Marriage sounds wonderful; the companionship, a person to watch Indian Matchmaking and feel bad for other people with, a person who is your in-group to judge, bully or exclude someone else. Ah! Just the option! But I don’t want to get married.
Getting married for women, TO ME, seems like entering an enterprise that is designed to benefit men. Imagine going to a party as a +1 to your friend and meeting a group of strangers (who know each other since they wore diapers). Now imagine playing a game that they invented in college based on their personalities and internal jokes. You are an outsider, by the virtue of not having seen them in puberty, by default, no matter how hard they try to include you, no matter how much of a people’s person you are. Women are the ‘+1’s going to the husband’s friend’s party in an Indian marriage.
After 30 years, I still see my mother and kaki being seen as ‘outsiders’ in a family get-together. As a psychologist, I understand that people who have not as much in common as the majority are out-group. The stories from their precious childhood do not include her. The traditions which one mold oneself around, hardly change to accommodate her. Inclusion, real inclusion, is unrealistic.
Luckily, and hopefully, you and your partner are playing on the same team. Which makes it better, and still, only as attractive as the prospect of being a religious minority shifting to Modi’s India. You will have to protest a lot to live your best life. And spend an inordinate amount of time behind bars.
Imagine how my life will changes.

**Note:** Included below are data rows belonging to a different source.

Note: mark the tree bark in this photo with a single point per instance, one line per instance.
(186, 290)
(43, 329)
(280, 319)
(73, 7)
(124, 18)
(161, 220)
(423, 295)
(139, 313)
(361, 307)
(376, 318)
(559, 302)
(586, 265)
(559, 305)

I will “visit” my parents, “too often” “too long”. An innocent act of continuing my Diwali traditions of 29 years will be an anomaly, an act worthy of defending, a “feminist protest”. The surname, the motifs I am to carry as a married woman, the politics of what I wear, I shall not get into. None of this will change for my partner. We entered this game as equals, but that has changed now. I cannot trust myself to not become resentful of my partner for having the advantages that are denied me.
In subtler, day-to-day unavoidable power struggles between me and my in-laws (similar to the ones between me and my family), my partner will become a moderator. To moderate issues between ‘a woman who is an out-group in HIS family’ against a person who has raised him for double the amount of time he has known me. This is an unfair position to put him in. But for my partner to take himself out of the equation will mean being left alone in an unknown territory, 1 vs. all, on the opposing team’s homeground, of all places! You wouldn’t let your team play that way!
Any change in the man’s behavior, any defense provided me to beat the structural disadvantage, will be viewed in a bad light: joru ka ghulam, henpecked. And because the man changed after marrying me, by the 2nd law of thermodynamics, the beloved son, the chirag of the family changed for the worse because of me. I don’t want those sorts of charges on my criminal records. I pride myself on being a pragmatist, on managing non-destructive conflict resolution. But imagine the complications of doing this as the ‘outsider with vested interested’. How will this not affect my relationship with my partner? A tender love, relied on and nurtured, suddenly in the Hunger Games arena.
I am aware of all the positive sides too. I promise I see it. If I didn’t Bollywood would gauge my eyes out and make them see it. But I need people to know this side too. To men, who may not see this from their place of privilege, notice it. And for women, in these positions, you are not alone. It has taken me 27 years and ALL of my money and energy to get here, in a place of relative peace. I’ll understand if I try to protect it.